Центурионы за спиной Марка Менлия переглянулись.
— Ты не узнаешь меня, Гней Муцион? Мы служили вместе в легионе «Виктрис». На моих глазах ты с помпой переходил центурионом в преторианскую гвардию, и все завидовали тебе. Мы встретились через пятнадцать лет, и ты всё тот же центурион. И знаешь почему? Потому что ходишь всегда с кем-то на шаг сзади. Так и прожил все пятнадцать лет при ком-то.
Больно ударил проконсул по самолюбию своего бывшего сослуживца. Тот уже узнал Авилия Флакка и осознал разницу положений. Был он умелым воином, но имел склонность беззаботно пожить. В мгновение он подвёл итог жизни, стоял молча. В воздухе повисло напряженное молчание.
— Мы уходим, — раздался голос Гнея Муциона.
— Как уходим? — взорвался Марк Менлий. — Мы должны заставить их уйти и никогда не возвращаться в этот дом.
— Мы уходим, — повторил жёстким голосом Гней Муцион и направился к двери. Через минуту дом Марка Прокулы опустел от незваных гостей.
— Я не уеду в Илирик, пока дело не придёт к своему завершению, — проговорил Авилий Флакк, — события не ограничатся сегодняшней стычкой. Надо искать другой путь. Мы должны создать такие условия для Марка Менлия, чтобы он сам захотел отказаться от притязаний на Клавдию. Сейчас же предлагаю расстаться. Мы все слишком взвинчены только что состоявшимся разговором.
В перистиле осталась семья Марка Прокулы. Первой заговорила матрона Домиция:
— Буду справедливой. Мой муж способный человек, он заработал много денег. Но разве есть у него друзья, готовые встать плечом к плечу в трудную минуту? Я их не вижу.
— Таких друзей нет, — откликнулся Марк Прокула. — Деньги! Когда в денежных делах появлялись друзья? Только грань жизни и смерти создаёт настоящих друзей. Сегодня мы наблюдали Авилия Флакка. Сопливый мальчишка уже проконсул, человек императора. Как говорил, как действовал! Но надо представлять события правильно. Не проконсула убоялись три центуриона преторианской гвардии, а меча Тиберия. Молодец Понтий Пилат! Молодец, что заработал меч у императора. Теперь у Марка Менлия остаётся один путь: убийство Понтия Пилата. Будет организован несчастный случай. Только тогда не сработает охранная сила меча императора.

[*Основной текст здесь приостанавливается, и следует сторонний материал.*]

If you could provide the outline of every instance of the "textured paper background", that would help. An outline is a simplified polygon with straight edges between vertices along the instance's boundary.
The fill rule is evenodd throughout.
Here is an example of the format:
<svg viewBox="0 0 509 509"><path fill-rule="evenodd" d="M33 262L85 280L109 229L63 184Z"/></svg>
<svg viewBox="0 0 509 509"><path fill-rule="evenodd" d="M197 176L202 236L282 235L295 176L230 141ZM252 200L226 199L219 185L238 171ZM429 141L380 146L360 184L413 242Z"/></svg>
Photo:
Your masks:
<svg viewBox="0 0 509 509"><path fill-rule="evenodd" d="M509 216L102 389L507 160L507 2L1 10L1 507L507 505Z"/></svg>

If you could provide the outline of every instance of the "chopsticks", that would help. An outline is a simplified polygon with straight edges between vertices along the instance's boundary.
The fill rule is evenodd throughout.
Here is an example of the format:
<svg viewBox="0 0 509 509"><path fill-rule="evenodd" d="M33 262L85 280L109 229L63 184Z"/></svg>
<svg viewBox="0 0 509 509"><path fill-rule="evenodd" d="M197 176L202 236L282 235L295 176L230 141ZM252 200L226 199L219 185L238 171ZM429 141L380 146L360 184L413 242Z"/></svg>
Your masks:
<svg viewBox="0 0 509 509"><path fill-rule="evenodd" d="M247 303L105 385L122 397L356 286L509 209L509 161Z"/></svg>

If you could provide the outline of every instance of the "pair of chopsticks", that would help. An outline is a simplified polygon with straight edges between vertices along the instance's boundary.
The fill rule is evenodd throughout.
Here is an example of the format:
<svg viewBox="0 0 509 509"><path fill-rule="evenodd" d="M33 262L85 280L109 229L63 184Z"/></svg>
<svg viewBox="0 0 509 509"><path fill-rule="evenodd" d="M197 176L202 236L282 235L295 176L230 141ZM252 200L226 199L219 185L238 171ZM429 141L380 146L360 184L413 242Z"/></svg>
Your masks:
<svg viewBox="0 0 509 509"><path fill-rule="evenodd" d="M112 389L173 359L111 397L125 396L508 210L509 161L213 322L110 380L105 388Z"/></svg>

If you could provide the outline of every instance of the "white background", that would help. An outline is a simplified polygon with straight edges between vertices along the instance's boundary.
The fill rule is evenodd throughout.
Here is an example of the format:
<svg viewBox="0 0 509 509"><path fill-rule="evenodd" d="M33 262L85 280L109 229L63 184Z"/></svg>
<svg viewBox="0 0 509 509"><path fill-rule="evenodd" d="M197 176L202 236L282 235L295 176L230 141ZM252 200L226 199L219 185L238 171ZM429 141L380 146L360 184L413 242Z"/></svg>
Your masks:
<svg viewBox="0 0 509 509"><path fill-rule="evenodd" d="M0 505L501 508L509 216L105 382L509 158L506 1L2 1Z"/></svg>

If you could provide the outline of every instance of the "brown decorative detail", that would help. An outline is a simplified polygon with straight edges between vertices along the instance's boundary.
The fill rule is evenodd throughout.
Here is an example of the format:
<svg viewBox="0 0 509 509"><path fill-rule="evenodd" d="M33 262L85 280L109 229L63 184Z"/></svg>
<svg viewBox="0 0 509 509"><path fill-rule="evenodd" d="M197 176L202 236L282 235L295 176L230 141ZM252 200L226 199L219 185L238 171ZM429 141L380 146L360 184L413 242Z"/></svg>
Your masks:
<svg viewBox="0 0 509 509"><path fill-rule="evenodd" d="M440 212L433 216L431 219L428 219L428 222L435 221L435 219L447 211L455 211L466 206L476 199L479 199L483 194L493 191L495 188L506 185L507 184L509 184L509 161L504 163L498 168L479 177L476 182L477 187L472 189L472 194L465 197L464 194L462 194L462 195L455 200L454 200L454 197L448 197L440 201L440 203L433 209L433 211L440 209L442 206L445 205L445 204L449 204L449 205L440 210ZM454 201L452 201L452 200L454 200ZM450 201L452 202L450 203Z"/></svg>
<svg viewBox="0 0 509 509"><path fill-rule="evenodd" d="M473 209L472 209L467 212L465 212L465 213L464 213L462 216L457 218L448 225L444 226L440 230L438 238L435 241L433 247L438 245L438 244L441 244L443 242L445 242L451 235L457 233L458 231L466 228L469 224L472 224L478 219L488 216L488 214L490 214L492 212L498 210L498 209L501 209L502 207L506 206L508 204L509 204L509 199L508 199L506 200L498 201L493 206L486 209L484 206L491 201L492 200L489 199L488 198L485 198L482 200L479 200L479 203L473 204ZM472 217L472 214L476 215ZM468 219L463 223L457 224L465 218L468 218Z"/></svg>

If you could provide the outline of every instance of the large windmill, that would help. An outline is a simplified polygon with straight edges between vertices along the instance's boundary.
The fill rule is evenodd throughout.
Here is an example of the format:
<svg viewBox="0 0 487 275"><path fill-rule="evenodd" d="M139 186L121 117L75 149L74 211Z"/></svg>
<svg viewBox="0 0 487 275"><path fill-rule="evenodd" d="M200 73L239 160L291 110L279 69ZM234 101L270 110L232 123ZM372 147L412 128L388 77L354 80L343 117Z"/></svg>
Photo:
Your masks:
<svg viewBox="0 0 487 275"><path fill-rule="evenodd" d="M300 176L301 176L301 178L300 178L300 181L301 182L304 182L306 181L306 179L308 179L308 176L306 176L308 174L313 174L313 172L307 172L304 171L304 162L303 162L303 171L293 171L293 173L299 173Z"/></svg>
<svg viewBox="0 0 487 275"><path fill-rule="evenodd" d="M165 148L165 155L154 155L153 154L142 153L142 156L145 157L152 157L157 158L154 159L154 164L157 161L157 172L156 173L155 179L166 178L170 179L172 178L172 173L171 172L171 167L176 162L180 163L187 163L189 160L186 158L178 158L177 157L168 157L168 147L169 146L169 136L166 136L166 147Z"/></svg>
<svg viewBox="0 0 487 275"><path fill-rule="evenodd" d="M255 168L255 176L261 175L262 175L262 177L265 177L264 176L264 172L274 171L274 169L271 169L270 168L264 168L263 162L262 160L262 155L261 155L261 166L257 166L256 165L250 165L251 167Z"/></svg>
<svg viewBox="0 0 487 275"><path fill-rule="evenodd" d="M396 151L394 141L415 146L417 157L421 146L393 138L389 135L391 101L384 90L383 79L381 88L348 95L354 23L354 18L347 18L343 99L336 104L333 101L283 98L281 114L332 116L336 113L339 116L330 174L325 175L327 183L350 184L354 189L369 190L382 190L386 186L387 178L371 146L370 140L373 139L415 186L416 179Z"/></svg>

Женщины по-своему восприняли результаты событий. На женской половине Клавдия говорила матери:
— Мы подставили Понтия под удар. Я боюсь его потерять!
Следующий день прошёл в ожидании Марка Менлия. Но, видимо, выявившийся расклад сил отрезвил многих прихлебателей Марка.
Семья Марка Прокулы искала выход из затруднительного положения. Достойное решение не вырисовывалось. Наконец матрона Домиция произнесла:
— Остался только один способ устранения опасности — разорение семьи. Исчезают обещанные в приданое полмиллиона сестерциев — исчезает интерес центуриона Марка Менлия, отпадают его претензии.
Матрона Домиция повернулась к мужу. Тот окаменел, но слов его ждали. Наконец Марк Прокула произнес заплетающимся голосом:
— Это невозможно, невозможно. Мы — нищие. Я не представляю себе такую жизнь. Лучше умереть.
— Тебе лучше, может быть, и умереть. Но почему умереть должна Клавдия? Если погибнет Понтий, Клавдия убьёт себя. Моя жизнь тоже теряет смысл. Что же ты будешь делать со своим состоянием?
Марку Прокуле был плохо. Ему предстояло выбрать меньшее из двух зол, но каждое из них он воспринимал как собственную смерть. Было ясно, что последнее слово останется за матроной Доми-цией, но в этот момент в разговор вмешался Авилий Флакк:
— Ясностью своей мысли матрона Домиция поражает меня. На сегодняшний день это единственно возможное решение. Но я вижу условия, смягчающие финансовые потери семьи. Мы с Понтием компенсируем потери Марка Прокулы. Сейчас важно получить его согласие и не упустить время. Нельзя допустить открытого столкновения. Теперь твоё слово, Понтий.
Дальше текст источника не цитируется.